Saturday, March 29

Home from Hamburg

We got back to New York just about a week ago. A long week ago. I knew that I should blog about my time there before I was swept away in my life here, but alas, that didn't happen. So here is a breakdown of highlights of our (my) trip (most of these photos are unrelated to the highlights, but that's the way it is):

-My friend and I took a long walk one day from one Hamburg suburb to another, all on walking paths through the woods. We brought along her 2-year old, who immediately fell asleep in his stroller. About a quarter of the way along, it began to rain. Hard. We found shelter at a bus stop (where we could have taken a bus back to the train station), but then, for some strange reason, we decided to continue on. Little did we realize that there was no turning back once we left the bus shelter. We trudged up and down hills, stairs and across streets, longing for some hot tea and a hearty snack (we had a little food, but didn't want to eat it in case the 2-year old woke up and was hungry). Overall it wasn't so bad, but I think my friend would have been much happier without having to push a stroller.
-One one of the last nights we were there, I went with my friend to meet a few Hamburg knitters. I had found them via Ravelry, and they had enthusiastically suggested that we have a knit night. We met at a Scottish pub not far from my friend's apartment, where we had ale and cottage pie and admired each other's knitting. It was a really wonderful experience, something I wish I'd done earlier in my trip so we could have been able to meet a second time. They were definitely what you might call kindred spirits, and my friend (who knits a little now and then) vowed to join their group. I hope to live vicariously through her relationship to them, though of course we're all now friends on Ravelry so they're not too far away!-Christopher and I walked around Hamburg quite a bit. We went to a show of art based on the trials of St Anthony (which was rather fun, actually) and also to the opera. We saw Tales of Hoffman, which was in French with German supertitles. Many years ago I actually did this opera as a design project, but clearly I am getting old, as I couldn't remember much of the plot past the second act. Added to our confusion is the fact that the opera's plot is rather fantastical and each of the 4 main singers plays 4 parts, so by the end it was like watching someone's beautiful dream set to amazing music. I have no idea what it was about, but I enjoyed it thoroughly. Now it's over... I'm back designing like mad and Christopher is busy revising a play of his for a reading scheduled for mid-April. It's busy here!

Thursday, March 20

Finally Finished Forecast (well, almost)

Last fall I fell in love with a sweater. It was one of those things where you see a photo and have to cast on immediately. And so I ran out, bought the yarn (the last 4 skeins of Cascade 200 in that dye lot) and began knitting. Today I sewed on the last button and tried it on. I love it. So much that I don't want to take it off. But... yes, of course there's a's too small. I really should learn from these mistakes... I might have gotten gauge, but I've been suspicious about the size since I cast on. It's actually rather comfortable (if not roomy). The main problem is that the sleeves are too short, as is the bottom of the sweater. I have a little yarn left, and I've decided that I'm going to use it to lengthen the bottom of the sweater. (Luckily it's knit from the top down, so pulling out the bottom edge won't be too tricky).

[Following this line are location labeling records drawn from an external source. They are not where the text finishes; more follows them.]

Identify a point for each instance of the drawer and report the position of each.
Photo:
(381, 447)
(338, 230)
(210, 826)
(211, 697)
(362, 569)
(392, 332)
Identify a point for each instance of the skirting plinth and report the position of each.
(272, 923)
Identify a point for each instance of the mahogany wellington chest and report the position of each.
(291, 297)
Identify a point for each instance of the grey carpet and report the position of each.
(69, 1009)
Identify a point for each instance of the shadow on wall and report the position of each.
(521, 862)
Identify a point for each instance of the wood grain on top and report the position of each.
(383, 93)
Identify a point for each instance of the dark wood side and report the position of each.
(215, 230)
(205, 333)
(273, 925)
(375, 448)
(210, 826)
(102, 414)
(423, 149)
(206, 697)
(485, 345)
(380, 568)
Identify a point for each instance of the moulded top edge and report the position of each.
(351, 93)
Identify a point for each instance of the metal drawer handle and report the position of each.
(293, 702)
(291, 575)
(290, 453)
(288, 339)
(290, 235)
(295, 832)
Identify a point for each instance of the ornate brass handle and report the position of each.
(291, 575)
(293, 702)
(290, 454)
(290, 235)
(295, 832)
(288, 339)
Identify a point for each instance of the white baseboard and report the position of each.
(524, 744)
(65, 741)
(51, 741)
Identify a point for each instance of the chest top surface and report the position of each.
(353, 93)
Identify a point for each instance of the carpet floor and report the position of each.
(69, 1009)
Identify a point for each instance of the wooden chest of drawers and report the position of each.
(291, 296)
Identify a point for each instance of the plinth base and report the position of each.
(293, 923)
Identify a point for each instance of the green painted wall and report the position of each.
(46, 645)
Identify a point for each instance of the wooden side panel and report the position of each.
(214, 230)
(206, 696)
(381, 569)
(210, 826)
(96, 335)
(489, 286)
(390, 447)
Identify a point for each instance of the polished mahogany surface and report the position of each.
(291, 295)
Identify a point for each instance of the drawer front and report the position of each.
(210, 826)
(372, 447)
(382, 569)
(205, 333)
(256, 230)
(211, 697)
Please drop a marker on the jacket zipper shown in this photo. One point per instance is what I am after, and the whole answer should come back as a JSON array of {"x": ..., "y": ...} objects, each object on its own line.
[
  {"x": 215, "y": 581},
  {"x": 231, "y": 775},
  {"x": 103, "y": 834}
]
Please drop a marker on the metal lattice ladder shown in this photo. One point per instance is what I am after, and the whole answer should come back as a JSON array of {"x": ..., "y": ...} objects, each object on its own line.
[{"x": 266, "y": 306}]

My hostess has suggested that I give it to someone smaller than me. I'm not sure she realizes how rarely I knit myself a sweater, and that it has taken me 5 months to make myself finish it. (The knitting itself was rather quick, I just got really distracted along the way.)
But for all intents and purposes, I think it's done. And I'm proud of it.

Pattern: Forecast, by Stephanie Japel, published in Knitty.
Modifications: I just did ribbing on the wrist and bottom edges, and I started the ribbing earlier in each case. Bobbles were 3 stitch bobbles instead of 5 stich ones.
Yarn: Cascade 220, 4 skeins. Bought from Downtown Yarns, NYC
Buttons: from a store in Hamburg, Germany (looks like I might need to get a few extra before I return to the States)

Started: October 2007
Completed (not counting my future extension of the bottom): March 2008

Wednesday, March 19


I have mentioned being in Denmark last week, but I didn't say much about what it was like there.

First of all, I have a friend who lives in Hamburg. We've been good friends since we were at summer camp together when we were 14. Though we have never lived in the same city (or state) our families both spent parts of their summers in Maine, so we saw quite a bit of each other each year, even outside of camp. After college, my friend moved to Germany to be with her German boyfriend. A few years later they married, and now they have two little boys, aged 5 and 2.

That is why I am here, and for so long. We hadn't seen each other since they came to Philadelphia for Christopher's and my wedding in October 2006. We were both feeling the separation, so I got a fairly inexpensive ticket to see them. They had already planned to go to the western Danish coast for a week in March, so I followed them there. And now we're all back in Hamburg, where they live. Christopher joined me here last Friday.

It's really nice be here. I feel very much away from my life in New York now, maybe too distant, since I have been getting emails from friends and people I'm working with and I need to keep connected. (Unfortunately, the work stuff is important, and I can't just ignore it.) But no one has called me here, and my cell phone has been turned off for almost 2 weeks now. It's great.
Anyway, back to Denmark. My friend and her family rent a house in a town called Henne Strand every year. It's on the western coast of Denmark in a beach town, the type of place you'd find on the Jersey Shore, fairly new and overpriced, touristy. Stores are geared towards the vacationers and everyone speaks German, since most of the visitors are from Germany. Things to do include walking to (and along) the beach and relaxing your rented cottage. The little cottage they'd rented had a fireplace and cozy living room, which was perfect for reading and knitting in. This is the house we stayed in.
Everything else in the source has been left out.